Neither memo was preceded by public notice or input. Neither acknowledged the serious, indeed deadly, public health risks EPA had relied on in developing the rule the memorandum would allow companies to violate. Neither offered a plausible legal basis for departing from the legal interpretation embodied in that rule. All of this is familiar operating procedure for the Trump EPA.
Two new twists, however, stood out.
First, after conceding how much work remained to be done before it could lawfully repeal the loophole-closing rule in the "no action assurance" memorandum, EPA tried the new tack of simply announcing that it would not enforce the rule.
Courts generally refrain from getting involved with agencies' decisions not to initiate enforcement actions, so perhaps EPA hoped that its paltry explanation and analysis would not draw judicial scrutiny. But agencies cannot be allowed effectively to undo a rule simply by promising industry they will not enforce it; that would make a joke of courts' carefully developed requirements for issuing and repealing rules.

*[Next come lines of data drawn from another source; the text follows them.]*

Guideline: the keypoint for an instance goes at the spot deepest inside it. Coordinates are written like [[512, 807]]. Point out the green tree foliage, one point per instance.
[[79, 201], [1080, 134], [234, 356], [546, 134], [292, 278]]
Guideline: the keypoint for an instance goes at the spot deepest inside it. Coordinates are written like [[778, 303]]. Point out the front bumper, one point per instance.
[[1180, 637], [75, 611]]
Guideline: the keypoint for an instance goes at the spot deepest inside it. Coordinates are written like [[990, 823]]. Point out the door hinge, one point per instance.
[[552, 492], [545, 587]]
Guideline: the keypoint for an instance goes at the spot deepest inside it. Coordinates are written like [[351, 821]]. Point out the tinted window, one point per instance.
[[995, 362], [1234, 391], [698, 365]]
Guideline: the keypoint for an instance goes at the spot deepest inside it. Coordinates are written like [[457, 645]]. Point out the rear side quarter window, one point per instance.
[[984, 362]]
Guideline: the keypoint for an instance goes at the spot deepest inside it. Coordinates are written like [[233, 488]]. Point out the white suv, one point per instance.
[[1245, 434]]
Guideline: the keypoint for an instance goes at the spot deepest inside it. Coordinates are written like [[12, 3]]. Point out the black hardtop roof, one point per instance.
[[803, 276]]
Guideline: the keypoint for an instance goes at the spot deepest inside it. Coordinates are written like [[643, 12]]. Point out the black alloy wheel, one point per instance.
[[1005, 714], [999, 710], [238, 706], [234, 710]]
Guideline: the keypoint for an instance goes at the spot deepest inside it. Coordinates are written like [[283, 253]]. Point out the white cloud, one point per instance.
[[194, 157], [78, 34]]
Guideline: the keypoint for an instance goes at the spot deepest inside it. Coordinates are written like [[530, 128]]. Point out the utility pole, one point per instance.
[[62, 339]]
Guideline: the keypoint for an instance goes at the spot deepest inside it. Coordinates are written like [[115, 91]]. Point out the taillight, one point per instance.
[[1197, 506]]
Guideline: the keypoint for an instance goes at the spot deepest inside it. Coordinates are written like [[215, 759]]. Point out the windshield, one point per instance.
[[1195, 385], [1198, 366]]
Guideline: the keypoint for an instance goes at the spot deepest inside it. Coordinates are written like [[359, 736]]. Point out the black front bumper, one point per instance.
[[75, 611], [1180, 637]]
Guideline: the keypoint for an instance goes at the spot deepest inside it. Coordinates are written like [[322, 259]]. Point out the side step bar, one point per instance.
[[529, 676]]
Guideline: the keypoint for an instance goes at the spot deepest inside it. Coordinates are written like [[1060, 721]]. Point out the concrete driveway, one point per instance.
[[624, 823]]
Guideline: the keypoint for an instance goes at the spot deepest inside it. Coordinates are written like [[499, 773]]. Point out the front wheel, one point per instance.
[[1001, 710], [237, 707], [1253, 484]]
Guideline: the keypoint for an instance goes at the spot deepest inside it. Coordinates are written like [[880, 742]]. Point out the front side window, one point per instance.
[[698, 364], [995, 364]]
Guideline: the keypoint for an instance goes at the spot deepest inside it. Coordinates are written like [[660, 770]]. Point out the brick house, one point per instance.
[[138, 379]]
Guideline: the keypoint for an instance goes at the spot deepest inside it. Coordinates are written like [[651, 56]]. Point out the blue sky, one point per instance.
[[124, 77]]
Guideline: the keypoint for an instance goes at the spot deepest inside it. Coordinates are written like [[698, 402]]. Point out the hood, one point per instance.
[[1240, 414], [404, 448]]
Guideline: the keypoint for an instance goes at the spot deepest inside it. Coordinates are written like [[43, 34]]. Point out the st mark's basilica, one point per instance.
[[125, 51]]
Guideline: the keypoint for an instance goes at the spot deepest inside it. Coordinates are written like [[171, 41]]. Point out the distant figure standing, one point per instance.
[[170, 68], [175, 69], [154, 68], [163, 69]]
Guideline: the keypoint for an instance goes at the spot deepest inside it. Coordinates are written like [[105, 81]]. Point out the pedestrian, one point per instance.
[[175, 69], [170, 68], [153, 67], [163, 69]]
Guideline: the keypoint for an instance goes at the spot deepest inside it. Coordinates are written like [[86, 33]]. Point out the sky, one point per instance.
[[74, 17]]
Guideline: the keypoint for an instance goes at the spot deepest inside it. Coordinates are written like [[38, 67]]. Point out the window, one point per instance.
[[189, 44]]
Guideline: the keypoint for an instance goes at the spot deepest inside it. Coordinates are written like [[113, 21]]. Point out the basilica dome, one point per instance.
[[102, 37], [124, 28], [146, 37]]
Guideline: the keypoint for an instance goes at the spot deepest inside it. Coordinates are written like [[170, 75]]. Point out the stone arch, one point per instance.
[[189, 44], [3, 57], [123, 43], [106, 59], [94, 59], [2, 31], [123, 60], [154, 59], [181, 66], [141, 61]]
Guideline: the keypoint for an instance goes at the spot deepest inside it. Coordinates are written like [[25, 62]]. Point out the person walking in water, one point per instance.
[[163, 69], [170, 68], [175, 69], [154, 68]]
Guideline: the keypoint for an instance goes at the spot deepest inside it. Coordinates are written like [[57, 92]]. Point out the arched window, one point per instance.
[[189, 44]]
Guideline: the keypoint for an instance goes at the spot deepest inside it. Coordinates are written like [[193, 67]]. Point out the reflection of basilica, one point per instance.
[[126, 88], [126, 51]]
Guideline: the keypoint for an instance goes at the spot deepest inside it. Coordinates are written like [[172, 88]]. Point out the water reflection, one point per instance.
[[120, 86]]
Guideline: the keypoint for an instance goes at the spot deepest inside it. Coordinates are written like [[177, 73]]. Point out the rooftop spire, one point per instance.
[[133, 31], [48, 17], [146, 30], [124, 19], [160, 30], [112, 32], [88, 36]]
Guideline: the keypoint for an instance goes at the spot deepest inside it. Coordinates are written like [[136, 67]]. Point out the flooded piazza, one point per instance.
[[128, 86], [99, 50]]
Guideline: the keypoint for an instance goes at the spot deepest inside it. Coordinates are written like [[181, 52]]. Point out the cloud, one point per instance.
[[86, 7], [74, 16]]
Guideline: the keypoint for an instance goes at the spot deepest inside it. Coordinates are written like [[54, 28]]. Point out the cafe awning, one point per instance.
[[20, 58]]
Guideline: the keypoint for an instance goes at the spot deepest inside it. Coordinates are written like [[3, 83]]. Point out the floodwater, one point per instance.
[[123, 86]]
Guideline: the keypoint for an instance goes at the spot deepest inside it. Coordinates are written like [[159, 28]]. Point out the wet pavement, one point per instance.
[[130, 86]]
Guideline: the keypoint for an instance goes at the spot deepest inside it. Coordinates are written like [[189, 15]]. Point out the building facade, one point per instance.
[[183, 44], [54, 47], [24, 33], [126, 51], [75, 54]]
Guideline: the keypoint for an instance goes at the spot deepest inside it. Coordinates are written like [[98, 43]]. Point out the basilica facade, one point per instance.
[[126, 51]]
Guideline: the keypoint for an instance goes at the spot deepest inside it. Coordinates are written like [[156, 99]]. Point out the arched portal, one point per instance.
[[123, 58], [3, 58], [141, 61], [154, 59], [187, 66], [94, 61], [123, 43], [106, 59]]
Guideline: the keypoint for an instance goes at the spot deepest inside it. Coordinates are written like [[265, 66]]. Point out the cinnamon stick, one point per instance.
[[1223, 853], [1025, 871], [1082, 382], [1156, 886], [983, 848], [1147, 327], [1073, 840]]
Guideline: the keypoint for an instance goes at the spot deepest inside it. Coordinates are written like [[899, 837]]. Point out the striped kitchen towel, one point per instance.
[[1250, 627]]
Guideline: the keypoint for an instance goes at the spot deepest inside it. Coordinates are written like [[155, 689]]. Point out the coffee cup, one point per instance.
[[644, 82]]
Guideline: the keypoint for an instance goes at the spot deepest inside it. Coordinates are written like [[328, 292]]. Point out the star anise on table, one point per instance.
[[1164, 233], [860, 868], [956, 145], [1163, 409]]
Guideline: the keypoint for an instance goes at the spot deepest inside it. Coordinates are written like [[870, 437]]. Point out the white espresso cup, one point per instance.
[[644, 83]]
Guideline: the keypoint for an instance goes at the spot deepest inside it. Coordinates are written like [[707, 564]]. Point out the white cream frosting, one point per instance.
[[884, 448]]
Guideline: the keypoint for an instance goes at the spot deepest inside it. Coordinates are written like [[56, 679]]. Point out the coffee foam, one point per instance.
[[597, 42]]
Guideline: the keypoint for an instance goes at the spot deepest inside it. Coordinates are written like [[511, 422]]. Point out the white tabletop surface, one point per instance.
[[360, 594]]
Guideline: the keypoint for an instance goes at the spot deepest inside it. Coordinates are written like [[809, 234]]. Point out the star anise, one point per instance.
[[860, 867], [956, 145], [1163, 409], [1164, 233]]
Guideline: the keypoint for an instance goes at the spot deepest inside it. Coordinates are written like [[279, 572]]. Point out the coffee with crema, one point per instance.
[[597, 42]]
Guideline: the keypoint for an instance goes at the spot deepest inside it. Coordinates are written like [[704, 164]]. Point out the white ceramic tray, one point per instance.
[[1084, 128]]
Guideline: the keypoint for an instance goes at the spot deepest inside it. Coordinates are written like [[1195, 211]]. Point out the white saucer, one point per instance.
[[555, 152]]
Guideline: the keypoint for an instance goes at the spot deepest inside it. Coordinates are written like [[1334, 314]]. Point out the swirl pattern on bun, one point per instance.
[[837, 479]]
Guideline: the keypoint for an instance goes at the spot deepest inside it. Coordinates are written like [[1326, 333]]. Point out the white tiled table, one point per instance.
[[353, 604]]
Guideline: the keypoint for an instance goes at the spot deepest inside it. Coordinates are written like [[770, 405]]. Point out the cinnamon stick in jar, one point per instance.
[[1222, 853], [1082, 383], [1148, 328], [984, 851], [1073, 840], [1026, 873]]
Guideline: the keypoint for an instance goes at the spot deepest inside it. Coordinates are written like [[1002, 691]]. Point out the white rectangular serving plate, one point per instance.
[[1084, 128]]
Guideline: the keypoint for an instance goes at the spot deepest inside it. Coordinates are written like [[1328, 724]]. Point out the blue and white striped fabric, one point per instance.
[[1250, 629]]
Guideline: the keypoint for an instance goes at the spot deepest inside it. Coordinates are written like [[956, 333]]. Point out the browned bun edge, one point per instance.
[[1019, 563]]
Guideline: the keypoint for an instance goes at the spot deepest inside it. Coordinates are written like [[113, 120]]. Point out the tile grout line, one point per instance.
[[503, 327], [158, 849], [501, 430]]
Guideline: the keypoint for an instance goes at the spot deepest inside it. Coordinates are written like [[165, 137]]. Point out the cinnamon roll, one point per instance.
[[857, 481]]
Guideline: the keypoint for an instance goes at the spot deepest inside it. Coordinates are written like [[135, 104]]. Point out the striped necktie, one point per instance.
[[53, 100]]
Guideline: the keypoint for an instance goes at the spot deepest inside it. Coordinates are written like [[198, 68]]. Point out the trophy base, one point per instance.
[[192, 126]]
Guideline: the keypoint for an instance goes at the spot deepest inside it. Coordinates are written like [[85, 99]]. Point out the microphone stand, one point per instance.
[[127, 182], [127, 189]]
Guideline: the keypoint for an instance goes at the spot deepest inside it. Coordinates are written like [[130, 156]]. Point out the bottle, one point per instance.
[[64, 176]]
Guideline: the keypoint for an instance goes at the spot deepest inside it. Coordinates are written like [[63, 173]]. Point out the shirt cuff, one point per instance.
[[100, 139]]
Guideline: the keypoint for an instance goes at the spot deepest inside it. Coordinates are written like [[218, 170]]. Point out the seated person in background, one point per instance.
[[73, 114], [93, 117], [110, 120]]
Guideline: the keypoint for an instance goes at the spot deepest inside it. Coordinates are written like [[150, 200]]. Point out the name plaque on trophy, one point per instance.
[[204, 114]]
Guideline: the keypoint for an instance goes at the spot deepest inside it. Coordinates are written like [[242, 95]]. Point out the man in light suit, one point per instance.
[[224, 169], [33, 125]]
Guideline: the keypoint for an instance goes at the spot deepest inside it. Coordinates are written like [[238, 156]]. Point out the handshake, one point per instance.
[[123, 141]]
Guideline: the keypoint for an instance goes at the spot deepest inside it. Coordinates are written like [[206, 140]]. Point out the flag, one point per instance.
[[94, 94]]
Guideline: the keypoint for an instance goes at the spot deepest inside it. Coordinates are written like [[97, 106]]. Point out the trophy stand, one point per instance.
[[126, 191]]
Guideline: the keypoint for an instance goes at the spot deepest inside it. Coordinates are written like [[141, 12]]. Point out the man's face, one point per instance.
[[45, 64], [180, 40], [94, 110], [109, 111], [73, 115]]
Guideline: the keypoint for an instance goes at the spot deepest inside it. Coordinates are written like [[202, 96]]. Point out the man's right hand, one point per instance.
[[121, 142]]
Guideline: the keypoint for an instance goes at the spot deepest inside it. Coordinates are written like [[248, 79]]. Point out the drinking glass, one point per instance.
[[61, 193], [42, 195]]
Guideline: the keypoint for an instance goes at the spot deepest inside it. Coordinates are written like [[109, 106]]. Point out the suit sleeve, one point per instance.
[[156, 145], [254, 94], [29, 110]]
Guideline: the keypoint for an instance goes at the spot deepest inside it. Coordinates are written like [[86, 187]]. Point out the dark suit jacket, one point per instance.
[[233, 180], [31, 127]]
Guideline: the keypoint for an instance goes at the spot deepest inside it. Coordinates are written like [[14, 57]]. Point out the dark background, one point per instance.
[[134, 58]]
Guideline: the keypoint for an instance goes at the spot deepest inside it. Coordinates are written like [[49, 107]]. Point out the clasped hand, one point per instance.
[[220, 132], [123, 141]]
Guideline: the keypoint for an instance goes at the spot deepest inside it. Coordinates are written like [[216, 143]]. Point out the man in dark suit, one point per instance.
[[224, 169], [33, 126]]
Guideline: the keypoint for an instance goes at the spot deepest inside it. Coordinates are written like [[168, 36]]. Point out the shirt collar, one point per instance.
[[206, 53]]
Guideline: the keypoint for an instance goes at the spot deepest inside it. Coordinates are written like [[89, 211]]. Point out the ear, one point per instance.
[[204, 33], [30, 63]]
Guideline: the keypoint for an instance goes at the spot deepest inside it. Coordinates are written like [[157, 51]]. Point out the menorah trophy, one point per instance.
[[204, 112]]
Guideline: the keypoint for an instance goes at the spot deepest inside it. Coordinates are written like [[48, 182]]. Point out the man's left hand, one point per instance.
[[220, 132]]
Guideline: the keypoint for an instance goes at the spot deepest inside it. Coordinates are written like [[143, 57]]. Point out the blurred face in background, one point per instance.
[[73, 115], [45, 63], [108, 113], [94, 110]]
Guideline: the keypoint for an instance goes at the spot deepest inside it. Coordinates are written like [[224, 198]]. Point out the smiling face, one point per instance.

Wehrum's admission that non-enforcement was "a bridge to a rulemaking" was a telling sign that wholesale policy change, not individualized enforcement discretion, was his goal.
Second, EPA offered a new take on the refrain — previously used in countless of its proposals to delay Obama-era rules — that halting enforcement was necessary "to preserve the status quo." In the memoranda creating amnesty for super-polluting trucks, EPA sought to return to the state of affairs that had existed before the 300-vehicle cap took effect earlier this year. But the "status quo" included that cap. Wehrum's yearning to "preserve the status quo as it was" simply misunderstood what a status quo is. The Trump EPA has been shamelessly manipulating the status quo baseline in enacting its deregulatory agenda, but Wehrum's creative re-envisioning of the notion of a status quo takes the prize.
All this might be less concerning if these problematic approaches to governing left EPA when Pruitt did. Although Pruitt has resigned, his approach to policy formation apparently lives on. Wehrum and Bodine remain in their powerful posts. And Wheeler, in the same breath as he withdrew their ill-considered memos granting amnesty to super-polluting trucks, vowed to press ahead with revoking pollution limits for them. Perhaps things have gotten so bad at EPA that the American public should rejoice that Wheeler pledged to revoke these limits only "to the extent consistent with statutory requirements and due consideration of air quality impacts."
We will soon see what such a pledge means for Administrator Wheeler.